What Is Your Government Not Telling You?
The money we talk about in Washington, D.C., is not the government's money," said President Bush, celebrating the imminent passage of his latest tax cut, as he liberated an estimated $22 million from the party faithful at a fund raiser in the nation's capital last week. "The money we talk about in Washington, D.C., is the people's money." Bush used this formulation throughout the 2000 campaign, and I always found it a bit confusing.

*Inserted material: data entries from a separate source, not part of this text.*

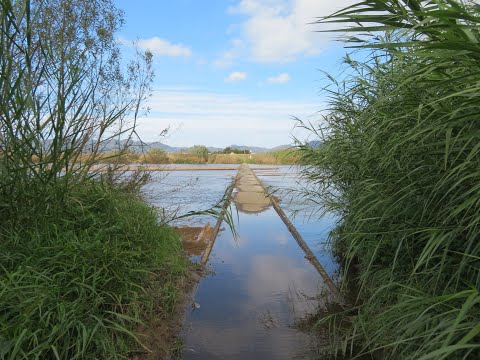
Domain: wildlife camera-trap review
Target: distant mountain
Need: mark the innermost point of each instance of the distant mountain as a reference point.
(137, 146)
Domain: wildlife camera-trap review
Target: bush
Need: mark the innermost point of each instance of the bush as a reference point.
(77, 286)
(399, 164)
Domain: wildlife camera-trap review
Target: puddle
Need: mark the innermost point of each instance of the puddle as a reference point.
(261, 286)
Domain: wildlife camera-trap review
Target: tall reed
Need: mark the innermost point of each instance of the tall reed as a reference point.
(399, 163)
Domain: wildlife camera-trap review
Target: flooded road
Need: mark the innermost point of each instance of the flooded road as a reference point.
(260, 287)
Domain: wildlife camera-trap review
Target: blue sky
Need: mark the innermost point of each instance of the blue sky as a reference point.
(232, 71)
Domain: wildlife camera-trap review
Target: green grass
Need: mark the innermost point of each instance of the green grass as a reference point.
(78, 285)
(399, 164)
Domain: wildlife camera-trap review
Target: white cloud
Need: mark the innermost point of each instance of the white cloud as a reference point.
(228, 57)
(222, 119)
(278, 30)
(236, 76)
(282, 78)
(163, 47)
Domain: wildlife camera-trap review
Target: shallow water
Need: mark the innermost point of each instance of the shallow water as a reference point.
(179, 192)
(260, 284)
(261, 287)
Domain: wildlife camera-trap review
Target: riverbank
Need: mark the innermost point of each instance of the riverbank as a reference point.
(155, 156)
(79, 280)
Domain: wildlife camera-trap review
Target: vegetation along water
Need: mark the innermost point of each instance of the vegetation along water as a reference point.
(399, 163)
(89, 269)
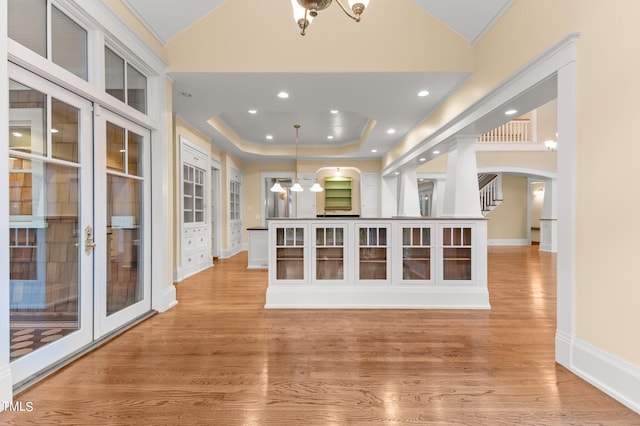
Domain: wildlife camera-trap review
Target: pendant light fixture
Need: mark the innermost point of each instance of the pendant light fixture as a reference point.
(276, 187)
(296, 186)
(305, 10)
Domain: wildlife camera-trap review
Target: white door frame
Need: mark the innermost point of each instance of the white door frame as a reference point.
(104, 324)
(30, 364)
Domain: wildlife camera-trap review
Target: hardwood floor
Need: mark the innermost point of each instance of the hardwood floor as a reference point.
(219, 358)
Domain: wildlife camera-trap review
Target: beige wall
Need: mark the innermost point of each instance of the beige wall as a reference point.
(508, 221)
(253, 205)
(606, 303)
(121, 10)
(260, 36)
(607, 87)
(536, 203)
(547, 120)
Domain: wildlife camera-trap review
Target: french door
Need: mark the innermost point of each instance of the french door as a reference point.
(79, 185)
(50, 205)
(122, 222)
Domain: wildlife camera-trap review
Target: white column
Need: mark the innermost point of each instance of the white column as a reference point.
(437, 199)
(6, 380)
(163, 295)
(408, 194)
(306, 200)
(549, 217)
(389, 201)
(565, 324)
(461, 198)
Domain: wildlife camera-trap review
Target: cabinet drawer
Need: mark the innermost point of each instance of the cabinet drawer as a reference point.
(189, 244)
(201, 256)
(201, 240)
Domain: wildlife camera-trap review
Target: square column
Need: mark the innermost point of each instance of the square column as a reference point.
(549, 218)
(408, 194)
(461, 198)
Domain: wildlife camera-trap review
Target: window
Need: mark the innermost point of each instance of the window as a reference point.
(128, 86)
(193, 194)
(30, 26)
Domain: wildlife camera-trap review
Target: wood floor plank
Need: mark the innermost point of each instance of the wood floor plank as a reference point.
(219, 358)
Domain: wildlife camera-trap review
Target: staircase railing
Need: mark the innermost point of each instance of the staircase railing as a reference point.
(490, 193)
(514, 131)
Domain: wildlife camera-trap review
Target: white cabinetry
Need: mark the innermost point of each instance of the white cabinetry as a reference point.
(369, 195)
(381, 263)
(194, 248)
(236, 231)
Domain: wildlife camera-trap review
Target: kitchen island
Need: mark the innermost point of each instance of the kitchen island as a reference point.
(404, 263)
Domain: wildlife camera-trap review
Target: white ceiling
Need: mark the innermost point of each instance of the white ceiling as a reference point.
(370, 100)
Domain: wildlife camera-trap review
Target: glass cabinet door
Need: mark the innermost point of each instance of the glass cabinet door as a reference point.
(416, 253)
(456, 253)
(290, 253)
(373, 253)
(329, 256)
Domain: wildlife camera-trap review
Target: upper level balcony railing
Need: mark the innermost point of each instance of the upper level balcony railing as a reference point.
(519, 130)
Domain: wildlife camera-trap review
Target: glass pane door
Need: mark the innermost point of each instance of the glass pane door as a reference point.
(50, 204)
(123, 290)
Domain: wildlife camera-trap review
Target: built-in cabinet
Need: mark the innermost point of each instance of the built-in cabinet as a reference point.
(416, 245)
(236, 230)
(290, 253)
(364, 263)
(373, 255)
(195, 250)
(329, 262)
(337, 193)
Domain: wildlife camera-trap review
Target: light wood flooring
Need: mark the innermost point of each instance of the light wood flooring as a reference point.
(219, 358)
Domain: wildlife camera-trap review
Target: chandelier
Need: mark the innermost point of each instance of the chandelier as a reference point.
(296, 187)
(305, 10)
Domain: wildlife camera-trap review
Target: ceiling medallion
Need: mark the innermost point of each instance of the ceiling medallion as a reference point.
(305, 10)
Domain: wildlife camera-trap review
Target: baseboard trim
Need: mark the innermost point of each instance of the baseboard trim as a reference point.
(508, 242)
(6, 390)
(614, 376)
(398, 297)
(30, 381)
(563, 349)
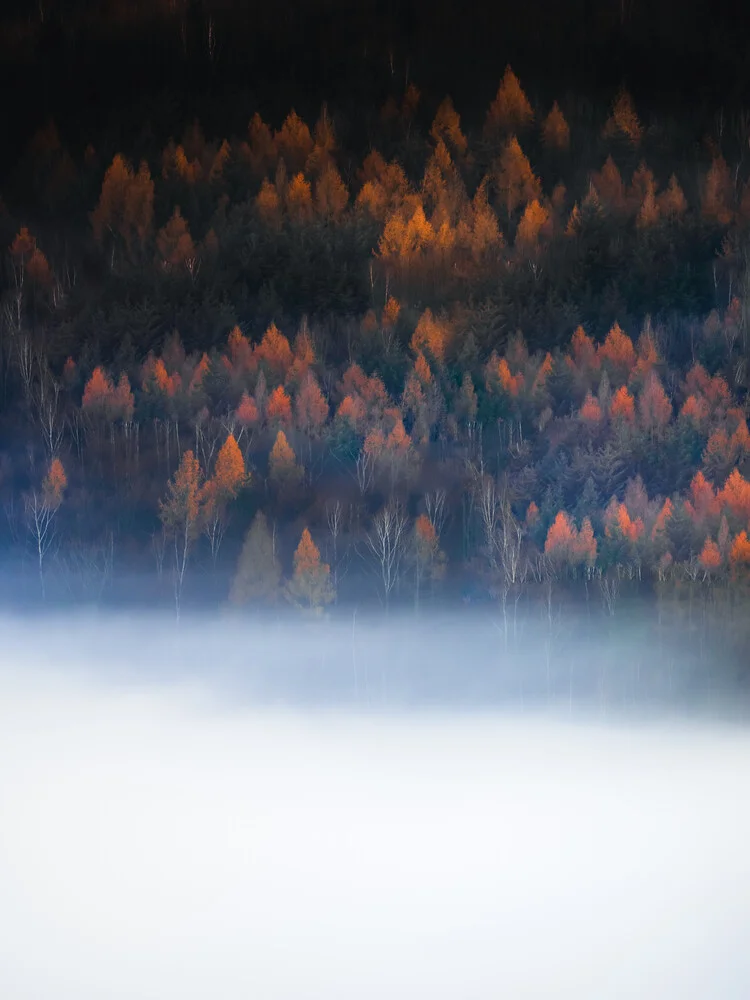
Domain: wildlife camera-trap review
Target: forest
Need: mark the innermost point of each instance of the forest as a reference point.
(498, 358)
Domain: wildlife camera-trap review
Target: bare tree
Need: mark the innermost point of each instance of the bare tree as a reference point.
(386, 541)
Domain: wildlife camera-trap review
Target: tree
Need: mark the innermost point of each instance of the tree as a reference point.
(41, 512)
(386, 541)
(515, 179)
(284, 472)
(429, 561)
(311, 584)
(181, 513)
(258, 574)
(126, 207)
(228, 479)
(555, 130)
(623, 120)
(510, 110)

It sounded as if the Federal Government were a toxic fungus implanted upon the banks of the Potomac by communists, space aliens or Hollywood celebrities and not, in the words of history's greatest Republican, "of the people, by the people, for the people."
But then, on the eerie afternoon of Sept. 11, 2001, Bush's counselor Karen Hughes appeared at FBI headquarters--the President had just touched down at Offutt Air Force Base in Nebraska--and announced that "your Federal Government continues to function effectively." The pronoun was almost as astonishing as the sentiment, but the moment of common purpose seems to have passed. The war is over, sort of, an election looms, and the President has once again orphaned the government--it's not ours anymore, and certainly not his. Bush, who seemed so focused when it came to kicking out Saddam, has reverted to his casual disdain for the nonmilitary aspects of federal governance. He has passed another tax cut, filled with trickery and guaranteed to run up huge deficits. And he has lost his way in Iraq, allowing the less dramatic but far more challenging postwar period to become a dangerous mess.

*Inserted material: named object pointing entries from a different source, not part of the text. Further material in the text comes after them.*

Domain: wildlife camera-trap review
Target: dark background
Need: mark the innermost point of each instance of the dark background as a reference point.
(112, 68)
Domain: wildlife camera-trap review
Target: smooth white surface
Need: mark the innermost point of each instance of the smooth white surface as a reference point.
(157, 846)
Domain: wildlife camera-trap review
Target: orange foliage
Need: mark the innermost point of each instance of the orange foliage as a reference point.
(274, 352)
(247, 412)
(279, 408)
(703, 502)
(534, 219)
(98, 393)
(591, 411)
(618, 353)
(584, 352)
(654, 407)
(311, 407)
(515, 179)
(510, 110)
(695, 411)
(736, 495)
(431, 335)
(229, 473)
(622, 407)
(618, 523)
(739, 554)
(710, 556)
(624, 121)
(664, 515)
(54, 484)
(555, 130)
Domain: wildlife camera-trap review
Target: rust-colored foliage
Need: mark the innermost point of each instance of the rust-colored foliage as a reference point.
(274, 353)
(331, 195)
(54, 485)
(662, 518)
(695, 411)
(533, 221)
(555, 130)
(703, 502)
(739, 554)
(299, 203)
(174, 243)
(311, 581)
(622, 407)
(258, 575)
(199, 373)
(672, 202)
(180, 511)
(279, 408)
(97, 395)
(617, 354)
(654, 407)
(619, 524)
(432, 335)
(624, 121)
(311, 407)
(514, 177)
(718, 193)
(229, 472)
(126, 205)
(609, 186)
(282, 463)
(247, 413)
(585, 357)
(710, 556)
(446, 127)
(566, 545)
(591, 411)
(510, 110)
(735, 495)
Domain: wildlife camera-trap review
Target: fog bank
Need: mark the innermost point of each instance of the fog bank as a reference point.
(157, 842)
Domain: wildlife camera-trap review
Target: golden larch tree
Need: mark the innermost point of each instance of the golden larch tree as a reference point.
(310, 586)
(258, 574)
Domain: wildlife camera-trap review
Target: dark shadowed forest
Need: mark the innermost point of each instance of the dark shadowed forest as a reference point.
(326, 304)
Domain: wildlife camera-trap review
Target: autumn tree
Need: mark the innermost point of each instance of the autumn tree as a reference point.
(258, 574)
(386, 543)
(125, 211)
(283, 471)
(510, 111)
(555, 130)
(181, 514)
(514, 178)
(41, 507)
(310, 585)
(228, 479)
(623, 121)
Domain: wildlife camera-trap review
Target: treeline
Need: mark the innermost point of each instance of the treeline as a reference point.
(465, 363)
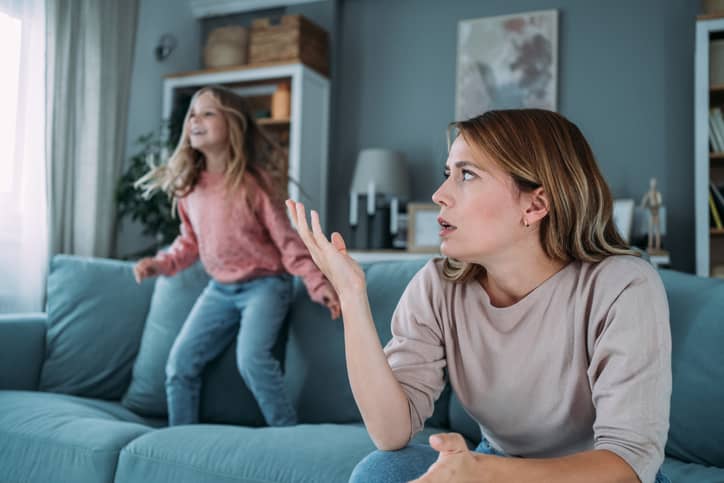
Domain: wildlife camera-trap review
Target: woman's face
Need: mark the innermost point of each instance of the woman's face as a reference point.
(206, 126)
(481, 209)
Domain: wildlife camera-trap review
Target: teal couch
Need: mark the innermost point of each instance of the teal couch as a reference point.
(81, 386)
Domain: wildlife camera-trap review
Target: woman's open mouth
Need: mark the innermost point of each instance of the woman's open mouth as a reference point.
(446, 228)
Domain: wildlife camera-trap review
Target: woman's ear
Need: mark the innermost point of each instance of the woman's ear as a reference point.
(538, 205)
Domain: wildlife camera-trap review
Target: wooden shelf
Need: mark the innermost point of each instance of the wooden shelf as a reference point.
(710, 16)
(267, 121)
(234, 68)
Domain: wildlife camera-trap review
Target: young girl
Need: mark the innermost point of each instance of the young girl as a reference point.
(554, 337)
(229, 184)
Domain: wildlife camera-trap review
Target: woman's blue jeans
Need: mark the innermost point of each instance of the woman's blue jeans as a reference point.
(253, 311)
(411, 462)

On the latter point, here are some of the things your Federal Government was doing last week. The military imposed an assault-weapons ban on anarchic Baghdad (even as Representative Tom DeLay of Texas recently let slip that Congress won't renew one at home). It was disclosed that the Central Intelligence Agency is trying to figure out, among other things, how we came to the questionable conclusion that Saddam Hussein possessed massive stocks of illegal weapons. The CIA will surely look into the activities of the Pentagon's Office of Special Plans, an intelligence nodule created by Secretary Donald Rumsfeld and his deputy, Paul Wolfowitz, to provide a hawkish counterforce against the other spy services. The Pentagon's extreme threat assessment, which relied heavily on dubious reports from Iraqi defectors, carried the day in the White House.